January 17, 2019, 1:16 PM UTC

Michael Cohen, Donald Trump’s former lawyer and fixer, reportedly hired someone to try rigging online polls in Trump’s favor ahead of the 2016 presidential election.

According to a Thursday Wall Street Journal report, Cohen also asked the man — John Gauger, owner of an IT firm called RedFinch Solutions and chief information officer at Jerry Falwell’s Liberty University — to set up a Twitter account called @WomenForCohen.

The bio on the account, apparently run by a female friend of Gauger, read: “Women who love and support Michael Cohen.

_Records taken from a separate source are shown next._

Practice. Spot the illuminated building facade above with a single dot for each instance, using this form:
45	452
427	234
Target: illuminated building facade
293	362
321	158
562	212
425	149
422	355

Strong, pit bull, sex symbol, no nonsense, business oriented, and ready to make a difference!”

The two online polls included one run by CNBC, in which Gauger was tasked with getting Trump placed in a list of U.S. business leaders (he failed to make the top 100) and a Drudge Report poll of potential GOP candidates (Trump placed fifth.)

Gauger told the Journal that when he visited Cohen to collect his $50,000 payment in 2015, the now-jailed lawyer handed him “a blue Walmart bag containing between $12,000 and $13,000 in cash and, randomly, a boxing glove that Mr. Cohen said had been worn by a Brazilian mixed martial arts fighter.”

Cohen, who is serving three years for crimes including tax evasion and campaign finance violations, told the paper that he only paid Gauger by check. The report also notes that, although Gauger claims to have been severely underpaid, Cohen charged Trump for the full 50 grand.

“If one thing has been established, it’s that Michael Cohen is completely untrustworthy,” current Trump lawyer Rudy Giuliani told the Journal.